Staino: vignetta agghiacciante

Dopo le reazioni politiche, ecco giungere puntuali quelle della propaganda berlusconiana. Il quotidiano diretto da Vittorio Feltri si scaglia con impeto contro l’ormai celebre vignetta di Sergio Staino, pubblicata ieri sulle pagine de “L’Unità”. Non poteva mancare la solita, quanto viscida difesa di sua maestà Silvio Berlusconi da parte del megafono cartaceo del potere.

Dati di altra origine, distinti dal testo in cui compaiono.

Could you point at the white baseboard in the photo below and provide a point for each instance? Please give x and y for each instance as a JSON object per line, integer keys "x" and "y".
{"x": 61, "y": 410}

“Qui ormai ci vuole uno psicanalista”. Comincia così l’editoriale di Salvatore Tramontano comparso questa mattina sul quotidiano berlusconiano. Secondo il giornalista, la vignetta di Staino è da considerarsi agghiacciante in quanto “gioca con la tragedia polacca e augura la morte a quello che non è più un avversario politico. È il nemico. È l’uomo che deve morire”. “Quella vignetta – prosegue l’editorialista – esprime esattamente ciò che voleva dire: speriamo che il governo italiano faccia la fine di quello polacco“.

Poi, come di consueto, ecco comparire la tanto pronunciata parola “Odio”. La sinistra, afferma il giornalista, non ha più nessuna arma per sconfiggere l’invicibile premier se non l’odio e la satira al cianuro. Nessuna idea, nessun leader carismatico in grado di farsi sentire, soltanto l’ossessione anti-berlusconiana, che sta corrodendo le menti dell’opposizione italiana innalzando, allo stesso tempo, il prestigio del governo del fare: “Hanno sperato nella scossa, nelle veline, nelle escort, nel terremoto, nelle feste di Casoria, nel divorzio, in Spatuzza, nel sangue di piazza Duomo, nei panini fuori orario e i pasticci delle liste. Niente. Tutti gli assalti, tutte le trappole sono andati a vuoto. Eccola l’ossessione. Berlusconi sembra invincibile. Non resta che fare affidamento sul fato, sulla maledizione degli aerei, sulla rivincita che arriva dal cielo. Questo è quello che racconta la vignetta di Staino”.

Il vero problema è che alla sinistra non interessa affatto sconfiggere Berlusconi. Se questo fosse davvero l’obiettivo, l’opposizione lo avrebbe realizzato da parecchio tempo, impedendo ad un individuo come Berlusconi di occupare le istituzioni. Leggendo con un pò di intelligenza la vignetta di Staino si può cogliere il messaggio reale dell’autore: non serve un incidente aereo per epurare un’intera classe politica corrotta, Staino non se lo augura affatto, non è il caso di appellarsi al fato affinchè ciò avvenga, dovrebbe essere il popolo italiano a volerlo e ad ottenerlo attreverso gli strumenti democratici a disposizione.